Mówi się, że wypadki z udziałem lalek faktycznie nie zdarzają się tak rzadko, a część z nich wiąże się ze śmiercią ludzi. Jedną z takich lalek jest niesławna lalka Beilo-baby. Z powodu jej już dwóch zgonów. Beilo-baby zostało wykonane na początku ubiegłego wieku przez słynnego lalkarza Charlesa Wincoxa. Rodzice małej Rosie Money, która cierpiała na anemię, poprosili go, aby zrobił piękną zabawkę dla dziecka, aby pomóc dziewczynce przezwyciężyć chorobę. Lalka jest śliczna. Jej mała kochanka była zachwycona, jej rodzice też. Ale dwa dni później Rosie zmarła, ściskając swój ostatni prezent. Dwanaście lat później matka Rosie nieoczekiwanie zobaczyła lalkę u handlarza śmieciami, która zabiła jej córkę. Kilka dni później kompletnie zdruzgotana rzuciła się przez okno. Umarła, podobnie jak jej córka, ściskając w dłoniach niefortunną zabawkę.
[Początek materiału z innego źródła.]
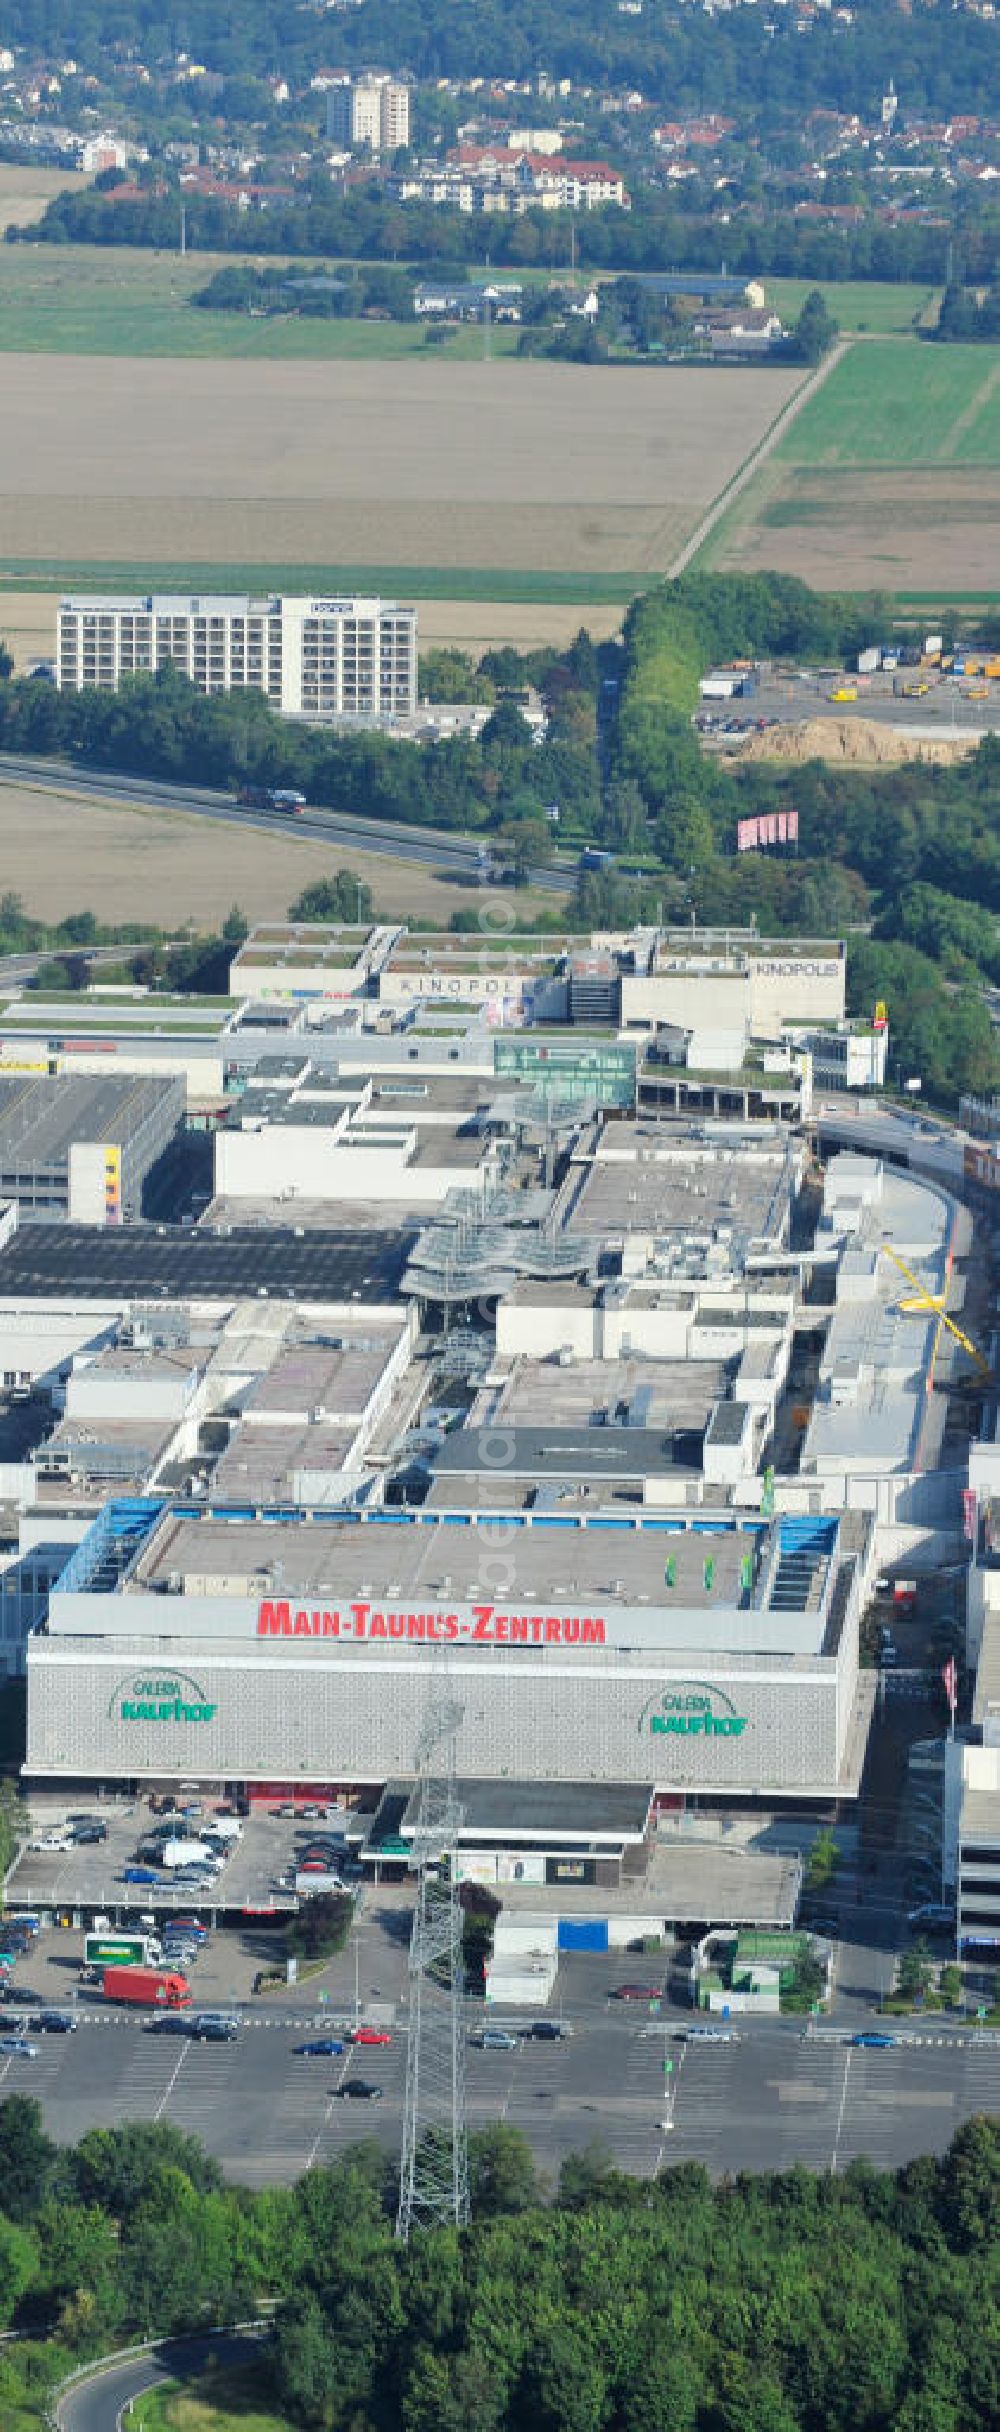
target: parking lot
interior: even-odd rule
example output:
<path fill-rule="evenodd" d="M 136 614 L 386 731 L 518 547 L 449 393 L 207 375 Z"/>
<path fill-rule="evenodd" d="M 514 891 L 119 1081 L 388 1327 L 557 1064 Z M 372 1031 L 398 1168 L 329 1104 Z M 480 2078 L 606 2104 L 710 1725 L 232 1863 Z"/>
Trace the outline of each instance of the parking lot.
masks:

Być może to tylko zbieg okoliczności, jednak… Świat wokół nas nieustannie się zmienia, nie tylko widoczny, ale i ukryty przed oczami - nieziemski. Ten świat nieświadomie i spontanicznie generuje pewną energię, która wcześniej była powstrzymywana lub kontrolowana przez szczerą wiarę ludzi, ale teraz wiara jest w dużej mierze stracona … Według badacza tamtego świata, Jewgienija Golovina, ludzie i zabawki stopniowo zmieniają miejsca i nie wiadomo, kto w co gra: „Wkrótce siły chaosu mogą rzucić się na ludzkość, a posiadając lalki, maszyny i aparaturę, zniszczyć naszą cywilizację … To znaczy, że zamieszkują przedmioty nieożywione i ożywiają je swoją chaotyczną energią. Co więcej, jest to absolutnie okropny problem, w porównaniu z którym dziury ozonowe lub inne katastrofy to tylko nonsensowne i dziecinne błahostki”.